But they also set children up for frustrations in school, from difficulties with attention, learning, and behavior, to poor motor patterns needed to master reading, writing, math, logic, problem-solving, and creative thinking.  Sedentary behaviors make it harder for children to sit at a desk, hold a pencil, or hold a book simply for lack of basic strengths that should have been developed in a childhood filled with physical play.

Children learn with their bodies.

Children’s brains depend on their bodies to perform in and out of school.

But if their brains don’t know how to use their bodies for school and play, then their brains get frustrated, and their brains will make their bodies move even when it is not appropriate.

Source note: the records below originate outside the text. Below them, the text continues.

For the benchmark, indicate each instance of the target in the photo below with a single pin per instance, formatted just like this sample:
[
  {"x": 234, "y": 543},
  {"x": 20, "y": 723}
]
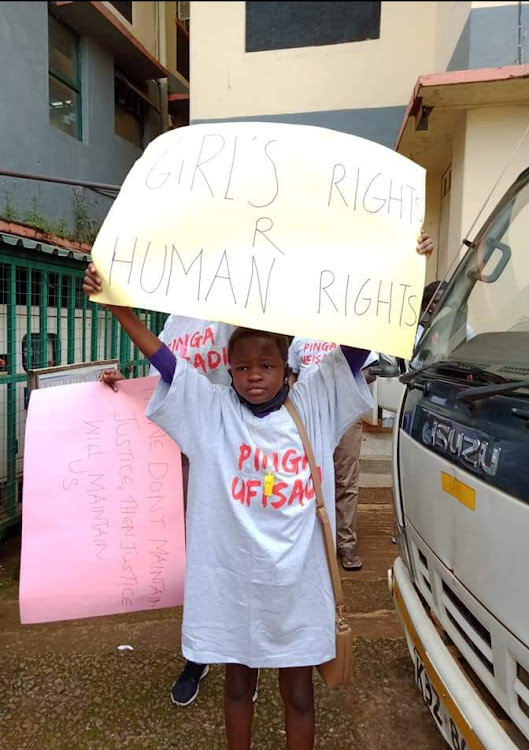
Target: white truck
[{"x": 461, "y": 492}]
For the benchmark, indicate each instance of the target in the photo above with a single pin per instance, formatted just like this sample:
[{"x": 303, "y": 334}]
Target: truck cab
[{"x": 461, "y": 492}]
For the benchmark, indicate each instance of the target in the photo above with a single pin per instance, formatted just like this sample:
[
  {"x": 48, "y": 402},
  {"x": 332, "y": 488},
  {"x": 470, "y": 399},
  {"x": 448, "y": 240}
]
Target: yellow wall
[
  {"x": 431, "y": 222},
  {"x": 486, "y": 150},
  {"x": 153, "y": 24},
  {"x": 228, "y": 82}
]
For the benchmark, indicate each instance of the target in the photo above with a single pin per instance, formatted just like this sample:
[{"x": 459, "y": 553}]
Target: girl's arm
[{"x": 145, "y": 340}]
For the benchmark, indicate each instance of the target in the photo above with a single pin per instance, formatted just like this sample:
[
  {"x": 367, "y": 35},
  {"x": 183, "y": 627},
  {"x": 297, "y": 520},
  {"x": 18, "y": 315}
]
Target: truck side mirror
[{"x": 384, "y": 371}]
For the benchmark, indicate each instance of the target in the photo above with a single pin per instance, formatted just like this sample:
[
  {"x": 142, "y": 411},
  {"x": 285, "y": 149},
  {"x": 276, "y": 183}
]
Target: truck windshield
[{"x": 482, "y": 321}]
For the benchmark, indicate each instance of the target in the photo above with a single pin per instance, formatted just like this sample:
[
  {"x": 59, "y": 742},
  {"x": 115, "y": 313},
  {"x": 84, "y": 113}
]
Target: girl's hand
[
  {"x": 92, "y": 283},
  {"x": 424, "y": 244},
  {"x": 110, "y": 377}
]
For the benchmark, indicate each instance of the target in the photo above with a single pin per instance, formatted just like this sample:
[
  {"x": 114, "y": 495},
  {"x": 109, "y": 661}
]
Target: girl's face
[{"x": 257, "y": 368}]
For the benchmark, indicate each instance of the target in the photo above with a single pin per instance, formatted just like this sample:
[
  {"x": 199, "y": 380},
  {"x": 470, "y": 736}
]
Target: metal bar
[
  {"x": 114, "y": 339},
  {"x": 124, "y": 352},
  {"x": 59, "y": 317},
  {"x": 107, "y": 321},
  {"x": 94, "y": 332},
  {"x": 29, "y": 313},
  {"x": 11, "y": 452},
  {"x": 83, "y": 331},
  {"x": 71, "y": 318},
  {"x": 60, "y": 180},
  {"x": 43, "y": 320}
]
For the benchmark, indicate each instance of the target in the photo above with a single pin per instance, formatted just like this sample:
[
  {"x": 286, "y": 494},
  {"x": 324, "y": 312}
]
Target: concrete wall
[
  {"x": 28, "y": 143},
  {"x": 490, "y": 148},
  {"x": 359, "y": 87},
  {"x": 450, "y": 21},
  {"x": 489, "y": 37}
]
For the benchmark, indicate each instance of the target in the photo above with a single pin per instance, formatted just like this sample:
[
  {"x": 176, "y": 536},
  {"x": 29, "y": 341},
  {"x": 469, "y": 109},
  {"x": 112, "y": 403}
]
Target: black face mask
[{"x": 273, "y": 404}]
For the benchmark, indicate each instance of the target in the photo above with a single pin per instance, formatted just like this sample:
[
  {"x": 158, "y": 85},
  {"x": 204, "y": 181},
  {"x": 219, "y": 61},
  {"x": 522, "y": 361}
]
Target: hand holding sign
[{"x": 288, "y": 228}]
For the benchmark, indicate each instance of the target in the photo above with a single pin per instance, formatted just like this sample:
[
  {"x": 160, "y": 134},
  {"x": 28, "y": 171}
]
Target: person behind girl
[{"x": 258, "y": 592}]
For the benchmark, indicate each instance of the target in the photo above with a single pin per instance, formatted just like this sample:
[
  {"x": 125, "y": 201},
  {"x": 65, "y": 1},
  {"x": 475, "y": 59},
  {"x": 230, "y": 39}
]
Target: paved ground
[{"x": 67, "y": 687}]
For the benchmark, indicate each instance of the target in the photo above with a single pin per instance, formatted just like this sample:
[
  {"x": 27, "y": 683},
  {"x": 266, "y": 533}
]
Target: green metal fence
[{"x": 45, "y": 321}]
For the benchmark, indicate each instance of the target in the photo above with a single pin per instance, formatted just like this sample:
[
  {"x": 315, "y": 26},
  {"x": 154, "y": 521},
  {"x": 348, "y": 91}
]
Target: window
[
  {"x": 124, "y": 8},
  {"x": 282, "y": 25},
  {"x": 129, "y": 112},
  {"x": 64, "y": 80}
]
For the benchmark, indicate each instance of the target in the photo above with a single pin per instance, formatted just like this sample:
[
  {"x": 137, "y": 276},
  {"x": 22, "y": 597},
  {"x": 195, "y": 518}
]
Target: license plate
[{"x": 444, "y": 722}]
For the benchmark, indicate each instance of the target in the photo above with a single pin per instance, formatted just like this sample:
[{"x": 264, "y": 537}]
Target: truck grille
[{"x": 473, "y": 632}]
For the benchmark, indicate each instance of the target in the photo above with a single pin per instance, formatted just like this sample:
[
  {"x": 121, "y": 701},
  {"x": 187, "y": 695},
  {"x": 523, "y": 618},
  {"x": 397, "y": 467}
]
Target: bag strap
[{"x": 330, "y": 550}]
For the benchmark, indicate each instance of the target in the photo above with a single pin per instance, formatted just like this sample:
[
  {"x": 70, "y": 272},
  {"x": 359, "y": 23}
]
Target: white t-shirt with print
[
  {"x": 203, "y": 343},
  {"x": 306, "y": 354},
  {"x": 257, "y": 588}
]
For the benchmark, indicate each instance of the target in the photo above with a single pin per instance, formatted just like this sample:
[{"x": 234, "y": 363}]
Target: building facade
[
  {"x": 353, "y": 66},
  {"x": 90, "y": 84},
  {"x": 85, "y": 86}
]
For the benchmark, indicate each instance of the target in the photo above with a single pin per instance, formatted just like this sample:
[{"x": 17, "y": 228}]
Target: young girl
[{"x": 258, "y": 591}]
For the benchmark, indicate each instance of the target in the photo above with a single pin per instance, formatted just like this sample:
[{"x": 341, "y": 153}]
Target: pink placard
[{"x": 103, "y": 519}]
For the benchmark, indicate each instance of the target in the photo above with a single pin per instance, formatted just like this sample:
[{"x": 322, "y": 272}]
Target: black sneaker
[{"x": 186, "y": 688}]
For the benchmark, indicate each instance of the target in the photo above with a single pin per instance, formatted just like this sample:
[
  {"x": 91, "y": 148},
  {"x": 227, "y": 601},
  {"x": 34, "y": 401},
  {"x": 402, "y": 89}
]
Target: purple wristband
[
  {"x": 356, "y": 358},
  {"x": 165, "y": 362}
]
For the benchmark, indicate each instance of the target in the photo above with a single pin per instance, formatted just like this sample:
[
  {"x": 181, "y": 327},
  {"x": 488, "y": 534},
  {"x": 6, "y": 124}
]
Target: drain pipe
[{"x": 520, "y": 52}]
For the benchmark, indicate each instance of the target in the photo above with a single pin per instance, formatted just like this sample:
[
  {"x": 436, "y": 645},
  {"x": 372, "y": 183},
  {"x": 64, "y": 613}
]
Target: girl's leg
[
  {"x": 295, "y": 685},
  {"x": 239, "y": 687}
]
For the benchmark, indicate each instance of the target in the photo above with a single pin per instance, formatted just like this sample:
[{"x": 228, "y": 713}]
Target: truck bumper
[{"x": 458, "y": 710}]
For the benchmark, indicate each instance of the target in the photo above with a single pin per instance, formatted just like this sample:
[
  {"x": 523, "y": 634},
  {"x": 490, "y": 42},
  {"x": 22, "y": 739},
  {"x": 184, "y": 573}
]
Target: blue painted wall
[
  {"x": 490, "y": 38},
  {"x": 28, "y": 143}
]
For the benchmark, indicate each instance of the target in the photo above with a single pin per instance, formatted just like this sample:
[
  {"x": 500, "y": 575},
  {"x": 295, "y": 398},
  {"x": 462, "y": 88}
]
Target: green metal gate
[{"x": 45, "y": 321}]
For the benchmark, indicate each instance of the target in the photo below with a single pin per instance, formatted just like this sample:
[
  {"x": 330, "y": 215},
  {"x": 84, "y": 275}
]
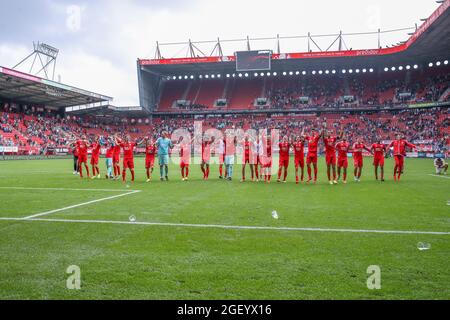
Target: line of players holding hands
[{"x": 257, "y": 154}]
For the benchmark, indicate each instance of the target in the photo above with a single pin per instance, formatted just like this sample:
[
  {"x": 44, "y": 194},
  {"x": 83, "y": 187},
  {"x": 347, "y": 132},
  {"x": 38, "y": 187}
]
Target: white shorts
[{"x": 229, "y": 160}]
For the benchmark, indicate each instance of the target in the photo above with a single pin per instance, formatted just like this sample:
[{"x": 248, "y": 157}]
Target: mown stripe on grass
[{"x": 216, "y": 226}]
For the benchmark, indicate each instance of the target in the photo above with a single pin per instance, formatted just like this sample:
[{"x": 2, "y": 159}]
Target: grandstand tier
[{"x": 357, "y": 78}]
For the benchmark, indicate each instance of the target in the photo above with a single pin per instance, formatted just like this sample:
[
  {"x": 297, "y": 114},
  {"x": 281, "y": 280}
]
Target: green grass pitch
[{"x": 138, "y": 261}]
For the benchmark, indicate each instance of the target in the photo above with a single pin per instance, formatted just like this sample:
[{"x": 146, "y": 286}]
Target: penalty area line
[
  {"x": 215, "y": 226},
  {"x": 80, "y": 205}
]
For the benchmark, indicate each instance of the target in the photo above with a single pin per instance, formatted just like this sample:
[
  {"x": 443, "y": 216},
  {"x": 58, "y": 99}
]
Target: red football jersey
[
  {"x": 117, "y": 151},
  {"x": 299, "y": 149},
  {"x": 330, "y": 145},
  {"x": 110, "y": 152},
  {"x": 82, "y": 147},
  {"x": 342, "y": 149},
  {"x": 358, "y": 149},
  {"x": 96, "y": 150},
  {"x": 313, "y": 142},
  {"x": 150, "y": 150},
  {"x": 379, "y": 150},
  {"x": 247, "y": 149},
  {"x": 284, "y": 150},
  {"x": 128, "y": 149}
]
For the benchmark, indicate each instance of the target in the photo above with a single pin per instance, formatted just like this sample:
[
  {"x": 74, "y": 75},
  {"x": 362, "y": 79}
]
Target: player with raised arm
[
  {"x": 379, "y": 151},
  {"x": 284, "y": 146},
  {"x": 95, "y": 157},
  {"x": 164, "y": 144},
  {"x": 357, "y": 150},
  {"x": 150, "y": 153},
  {"x": 82, "y": 146},
  {"x": 399, "y": 146},
  {"x": 116, "y": 161},
  {"x": 266, "y": 158},
  {"x": 220, "y": 152},
  {"x": 329, "y": 141},
  {"x": 247, "y": 158},
  {"x": 128, "y": 156},
  {"x": 206, "y": 157},
  {"x": 299, "y": 157},
  {"x": 109, "y": 159},
  {"x": 343, "y": 149},
  {"x": 311, "y": 157},
  {"x": 185, "y": 157},
  {"x": 230, "y": 151}
]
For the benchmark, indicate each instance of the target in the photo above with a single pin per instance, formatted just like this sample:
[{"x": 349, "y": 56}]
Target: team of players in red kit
[{"x": 256, "y": 153}]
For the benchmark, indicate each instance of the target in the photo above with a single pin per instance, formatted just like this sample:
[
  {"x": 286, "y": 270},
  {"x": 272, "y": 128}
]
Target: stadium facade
[{"x": 427, "y": 45}]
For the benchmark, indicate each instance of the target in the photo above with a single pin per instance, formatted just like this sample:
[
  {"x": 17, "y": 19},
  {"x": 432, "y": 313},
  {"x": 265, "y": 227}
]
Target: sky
[{"x": 100, "y": 40}]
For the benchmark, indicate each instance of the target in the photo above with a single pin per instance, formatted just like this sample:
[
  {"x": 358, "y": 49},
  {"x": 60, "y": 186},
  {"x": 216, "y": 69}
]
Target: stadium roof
[
  {"x": 28, "y": 89},
  {"x": 107, "y": 110},
  {"x": 429, "y": 41}
]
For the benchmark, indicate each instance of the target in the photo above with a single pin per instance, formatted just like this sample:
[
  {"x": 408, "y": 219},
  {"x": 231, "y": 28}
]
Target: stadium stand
[{"x": 36, "y": 132}]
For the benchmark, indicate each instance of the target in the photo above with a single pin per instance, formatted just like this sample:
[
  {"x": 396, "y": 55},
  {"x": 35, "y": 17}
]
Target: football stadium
[{"x": 257, "y": 174}]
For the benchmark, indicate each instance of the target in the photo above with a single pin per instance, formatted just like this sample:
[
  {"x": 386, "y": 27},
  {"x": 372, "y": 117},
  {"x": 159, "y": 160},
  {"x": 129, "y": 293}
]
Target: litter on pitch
[
  {"x": 275, "y": 215},
  {"x": 423, "y": 246}
]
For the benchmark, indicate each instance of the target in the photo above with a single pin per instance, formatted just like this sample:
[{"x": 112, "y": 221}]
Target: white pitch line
[
  {"x": 216, "y": 226},
  {"x": 79, "y": 205},
  {"x": 63, "y": 189},
  {"x": 438, "y": 176}
]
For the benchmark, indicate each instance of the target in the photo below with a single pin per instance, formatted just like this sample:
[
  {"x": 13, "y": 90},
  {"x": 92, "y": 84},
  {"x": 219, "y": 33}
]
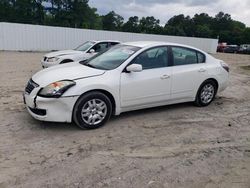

Their brains will make their bodies move, distracting them and making it almost impossible to attend.

It is time to stop this madness.  It is time to turn back to developmentally appropriate schooling for our children.

And that starts with building a foundation on which all other learning builds.

As we start this new school year, we at Pivot to Play® encourage you to

  1. Get your students moving in the school day as much as possible.  This includes permitting yourself to stop everything when you see your students going sideways and getting them active for as little as 1-2 minutes. Even better, take note of what happens each time you get them moving.  We bet 9 out of 10 times if not 10 out of 10, your students will be more focused and attentive after moving. (Need help?  We gotcha!)
  2. Argue for more moving during the school day, both free and structured play, on the playground and in the classroom. (Need help?  We gotcha!)
  3. Talk to parents, other teachers, administrators, and any decision-makers about the power of physical play to a child’s academic journey. (Need help?  We gotcha!)

We humans, big to pint-sized, are designed to move our bodies.  Our minds, our health, and our bodies aren’t separate parts acting in parallel but as a whole synchronous package.  When we treat each part separately we fail to honor their interdependence.  When we add moving back into the school day, we are improving the learning process not hindering it.